The United bid got four out five marks from FIFA’s taskforce with Morocco only achieving 2.7. The United bid said it had all the infrastructure in place and could focus on other areas.The United States hosted the World Cup in 1994 while Mexico played host for the 1970 and 1986 editions.

FIFA president Gianni Infantino is said to have pushed for support of the United bid, which had promised a more profitable tournament.

Infantino has also been closely working with the Saudi Arabian football officials recently. Saudi Arabia has emerged as a key powerbroker in global football recently and is said to have been behind a consortium which promised FIFA $25billion for control of two tournaments.

On Tuesdaynight, Saudi Arabian Football Federation hosted an Iftar party at a plush hotel in the Moscow city centre. AFC president Sheikh Salman bin Ebrahim Al Khalifa was the guest of honour there.

Sheikh Salman had initially objected to the formation of the SWAFF but the AFC has since cleared the way for the new body’s inception but said it wouldn’t change the five zones the AFC is divided into.

Sheikh Salman has also been said to have been behind the United bid. The only Asian countries to vote for Morocco apart from Oman and Yemen were China, Qatar, Chinese Taipei, Brunei Darrusalam, Kazakhstan, North Korea, Palestine, Tajikistan and Syria.

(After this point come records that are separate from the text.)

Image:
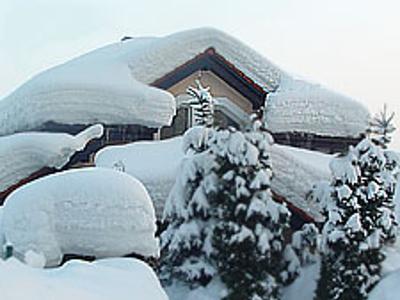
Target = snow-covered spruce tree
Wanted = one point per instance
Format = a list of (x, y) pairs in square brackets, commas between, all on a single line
[(202, 104), (382, 127), (186, 243), (343, 273), (250, 252), (186, 246), (360, 218)]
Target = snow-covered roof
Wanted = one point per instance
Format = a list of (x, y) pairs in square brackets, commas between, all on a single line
[(23, 154), (111, 85), (91, 212), (302, 106), (157, 164)]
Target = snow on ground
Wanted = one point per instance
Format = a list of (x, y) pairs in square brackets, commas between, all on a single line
[(156, 164), (93, 211), (304, 286), (22, 154), (213, 291), (111, 85), (118, 279)]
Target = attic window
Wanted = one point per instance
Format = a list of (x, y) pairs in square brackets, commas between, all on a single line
[(126, 38)]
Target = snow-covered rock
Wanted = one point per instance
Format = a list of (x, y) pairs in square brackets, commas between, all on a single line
[(93, 211), (111, 85), (156, 164), (118, 279), (22, 154)]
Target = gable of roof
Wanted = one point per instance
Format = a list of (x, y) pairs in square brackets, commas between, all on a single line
[(211, 60)]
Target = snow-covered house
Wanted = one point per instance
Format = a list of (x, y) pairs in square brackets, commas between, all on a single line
[(136, 87)]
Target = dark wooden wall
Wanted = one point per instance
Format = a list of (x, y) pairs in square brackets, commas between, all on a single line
[(315, 142), (113, 135)]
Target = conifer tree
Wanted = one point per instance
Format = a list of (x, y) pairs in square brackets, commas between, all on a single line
[(359, 219), (202, 104), (186, 243), (249, 249), (186, 246), (381, 127)]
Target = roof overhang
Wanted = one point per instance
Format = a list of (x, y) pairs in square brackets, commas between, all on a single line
[(212, 61)]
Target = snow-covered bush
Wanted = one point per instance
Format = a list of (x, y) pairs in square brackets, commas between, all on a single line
[(359, 218), (93, 211)]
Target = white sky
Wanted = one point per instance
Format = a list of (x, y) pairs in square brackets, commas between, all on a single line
[(352, 46)]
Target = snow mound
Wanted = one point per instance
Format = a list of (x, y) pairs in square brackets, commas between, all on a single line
[(154, 163), (93, 211), (157, 163), (22, 154), (302, 106), (119, 279)]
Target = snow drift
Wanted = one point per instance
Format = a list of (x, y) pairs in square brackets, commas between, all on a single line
[(94, 211), (111, 85), (22, 154), (157, 163), (118, 279)]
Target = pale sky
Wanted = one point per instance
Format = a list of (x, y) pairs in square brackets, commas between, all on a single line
[(352, 46)]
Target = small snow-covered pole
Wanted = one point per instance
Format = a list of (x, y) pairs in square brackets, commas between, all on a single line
[(8, 251), (202, 104)]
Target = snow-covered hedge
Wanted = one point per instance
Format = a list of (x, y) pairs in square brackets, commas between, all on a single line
[(93, 211), (118, 279)]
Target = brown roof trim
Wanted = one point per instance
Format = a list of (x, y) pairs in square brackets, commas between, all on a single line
[(298, 211), (211, 60)]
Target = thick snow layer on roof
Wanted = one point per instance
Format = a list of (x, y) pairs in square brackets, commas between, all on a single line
[(93, 211), (22, 154), (302, 106), (97, 87), (157, 163), (119, 279), (110, 85)]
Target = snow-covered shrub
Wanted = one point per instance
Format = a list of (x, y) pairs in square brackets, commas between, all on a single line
[(91, 212), (359, 219)]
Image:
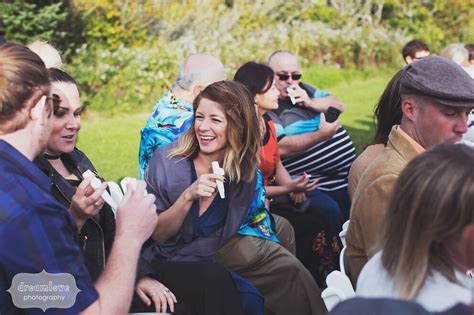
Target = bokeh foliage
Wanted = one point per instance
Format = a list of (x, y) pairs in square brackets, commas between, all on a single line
[(125, 52)]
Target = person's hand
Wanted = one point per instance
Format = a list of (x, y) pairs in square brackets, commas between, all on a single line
[(327, 130), (136, 214), (298, 197), (301, 97), (149, 289), (86, 202), (303, 184), (204, 186)]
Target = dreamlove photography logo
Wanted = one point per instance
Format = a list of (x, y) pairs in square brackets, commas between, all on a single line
[(43, 290)]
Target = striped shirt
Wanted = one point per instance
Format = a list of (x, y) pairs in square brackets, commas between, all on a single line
[(328, 160)]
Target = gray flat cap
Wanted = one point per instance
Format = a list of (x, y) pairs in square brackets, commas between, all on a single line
[(440, 79)]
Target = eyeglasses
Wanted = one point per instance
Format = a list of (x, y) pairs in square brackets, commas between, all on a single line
[(285, 76), (53, 101)]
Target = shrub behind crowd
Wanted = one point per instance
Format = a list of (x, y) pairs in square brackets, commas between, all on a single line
[(124, 53)]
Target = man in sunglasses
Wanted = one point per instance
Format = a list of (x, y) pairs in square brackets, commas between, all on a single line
[(308, 143)]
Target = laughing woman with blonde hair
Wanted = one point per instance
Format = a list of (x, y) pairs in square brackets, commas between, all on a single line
[(196, 221), (428, 243)]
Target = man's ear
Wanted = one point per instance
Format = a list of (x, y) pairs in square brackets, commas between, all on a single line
[(409, 108), (467, 243)]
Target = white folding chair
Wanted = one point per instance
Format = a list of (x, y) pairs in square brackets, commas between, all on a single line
[(342, 234), (342, 265), (116, 193)]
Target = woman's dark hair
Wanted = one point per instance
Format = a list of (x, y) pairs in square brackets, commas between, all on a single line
[(243, 130), (257, 77), (432, 203), (388, 111), (21, 73)]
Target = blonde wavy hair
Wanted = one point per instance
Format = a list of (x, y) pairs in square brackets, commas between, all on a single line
[(243, 132), (433, 202)]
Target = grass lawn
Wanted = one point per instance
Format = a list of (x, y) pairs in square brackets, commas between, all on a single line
[(112, 141)]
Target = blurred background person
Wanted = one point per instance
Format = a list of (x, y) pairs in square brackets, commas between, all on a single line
[(195, 221), (64, 164), (50, 55), (428, 240)]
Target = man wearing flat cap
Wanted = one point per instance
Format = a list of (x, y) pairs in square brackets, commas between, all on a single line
[(437, 96)]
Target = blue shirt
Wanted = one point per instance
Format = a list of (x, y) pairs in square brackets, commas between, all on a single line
[(36, 233), (170, 118)]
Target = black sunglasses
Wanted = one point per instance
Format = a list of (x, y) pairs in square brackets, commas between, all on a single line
[(54, 100), (284, 76)]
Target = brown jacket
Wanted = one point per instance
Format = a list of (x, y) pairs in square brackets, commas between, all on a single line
[(371, 200)]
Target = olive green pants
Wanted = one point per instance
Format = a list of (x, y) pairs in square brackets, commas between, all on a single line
[(287, 286)]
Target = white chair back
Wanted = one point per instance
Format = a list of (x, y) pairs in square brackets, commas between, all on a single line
[(116, 193), (339, 289), (342, 234)]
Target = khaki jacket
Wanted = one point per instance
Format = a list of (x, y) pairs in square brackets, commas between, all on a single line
[(371, 200)]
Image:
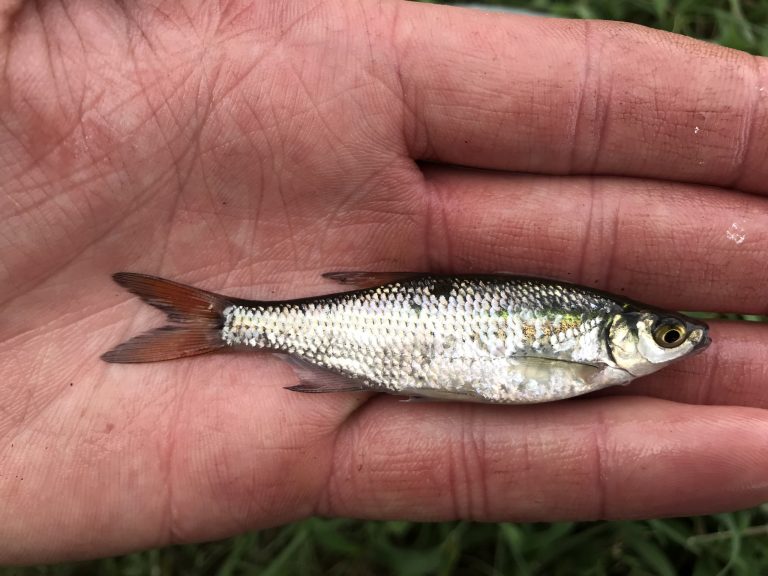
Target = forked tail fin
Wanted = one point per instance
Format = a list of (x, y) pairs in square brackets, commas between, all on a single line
[(197, 315)]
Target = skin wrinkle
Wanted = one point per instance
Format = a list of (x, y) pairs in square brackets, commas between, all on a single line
[(587, 73), (603, 508), (745, 143), (383, 232)]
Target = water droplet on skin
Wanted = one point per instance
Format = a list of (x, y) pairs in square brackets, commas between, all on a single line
[(736, 233)]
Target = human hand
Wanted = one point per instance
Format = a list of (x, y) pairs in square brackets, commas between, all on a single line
[(246, 148)]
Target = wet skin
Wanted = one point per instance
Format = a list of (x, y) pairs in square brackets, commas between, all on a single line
[(247, 147)]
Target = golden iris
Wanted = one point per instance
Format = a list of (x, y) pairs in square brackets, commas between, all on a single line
[(670, 334)]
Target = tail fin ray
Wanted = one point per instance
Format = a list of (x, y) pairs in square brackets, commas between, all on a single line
[(197, 314)]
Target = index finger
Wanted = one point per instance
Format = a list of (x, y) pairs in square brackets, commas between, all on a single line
[(564, 96)]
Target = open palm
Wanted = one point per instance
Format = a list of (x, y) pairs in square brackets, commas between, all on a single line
[(247, 147)]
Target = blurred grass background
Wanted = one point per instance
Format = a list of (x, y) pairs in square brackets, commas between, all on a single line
[(722, 544)]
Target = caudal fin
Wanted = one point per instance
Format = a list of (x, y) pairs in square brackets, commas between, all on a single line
[(197, 315)]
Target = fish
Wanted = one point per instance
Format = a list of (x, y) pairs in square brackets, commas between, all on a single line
[(494, 338)]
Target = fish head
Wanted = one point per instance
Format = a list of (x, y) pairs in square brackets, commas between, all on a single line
[(644, 341)]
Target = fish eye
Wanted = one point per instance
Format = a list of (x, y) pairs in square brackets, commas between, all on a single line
[(670, 334)]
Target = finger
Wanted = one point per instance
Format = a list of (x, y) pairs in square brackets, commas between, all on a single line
[(566, 96), (599, 458), (676, 246)]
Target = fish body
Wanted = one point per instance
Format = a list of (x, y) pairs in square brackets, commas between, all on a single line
[(490, 338)]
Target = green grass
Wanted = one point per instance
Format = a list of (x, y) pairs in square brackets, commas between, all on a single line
[(733, 544), (741, 24)]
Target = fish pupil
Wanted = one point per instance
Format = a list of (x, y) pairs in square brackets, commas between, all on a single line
[(671, 336)]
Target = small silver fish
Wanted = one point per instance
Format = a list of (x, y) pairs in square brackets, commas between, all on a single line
[(493, 338)]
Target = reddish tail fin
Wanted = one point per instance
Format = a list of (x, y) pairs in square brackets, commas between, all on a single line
[(198, 315)]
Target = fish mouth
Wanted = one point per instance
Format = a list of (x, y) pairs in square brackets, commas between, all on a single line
[(701, 340)]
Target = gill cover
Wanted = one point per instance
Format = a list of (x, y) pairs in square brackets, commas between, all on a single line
[(643, 342)]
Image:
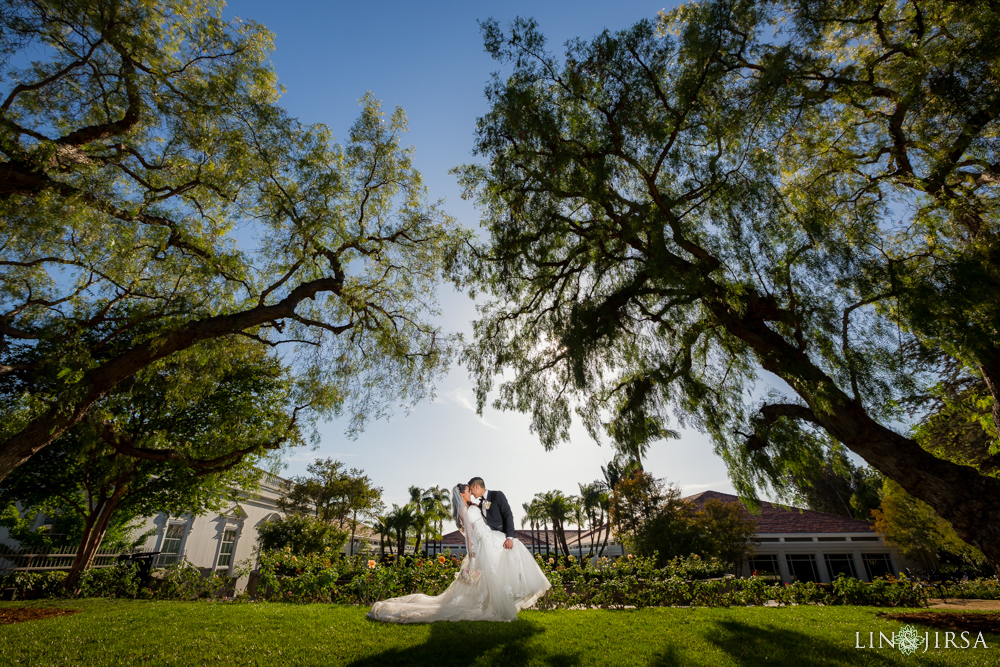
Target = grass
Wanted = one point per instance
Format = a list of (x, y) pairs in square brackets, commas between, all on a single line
[(125, 632)]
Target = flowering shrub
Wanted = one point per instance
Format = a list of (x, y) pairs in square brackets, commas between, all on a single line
[(361, 584), (296, 578), (626, 582), (981, 589), (184, 581)]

“It’s life,” Morocco bid ambassador El Hadji Diouf toldDawnwhen asked if he expected more votes from Asia. “It’s life. You have to move on. But its good to see Africa and its people were all united with Morocco.”

Morocco, whose bid was a fifth failed one following 1994, 1998, 2006 and 2010, only managed to get 65 votes to United’s 134.

Earlier, Infantino announced FIFA was in a better financial state than it was when he took over two years ago when the world’s football governing body suffered its worst crisis that saw several of its officials being indicted in the US following a sprawling FBI investigation.

It has also been said that Infantino’s support for the United bid was due to the fact that he wanted to appease the authorities in the US.

“FIFA was clinically dead,” Infantino said, addressing the Congress. “Today it is alive and well, and full of joy, full of passion and having a vision for its future.”

He closed the Congress with remarks on his own future: that he would run for re-election next year. And probably to ensure a re-election, FIFA has offered member associations a 20 percent increase in funding in its Forward development programme.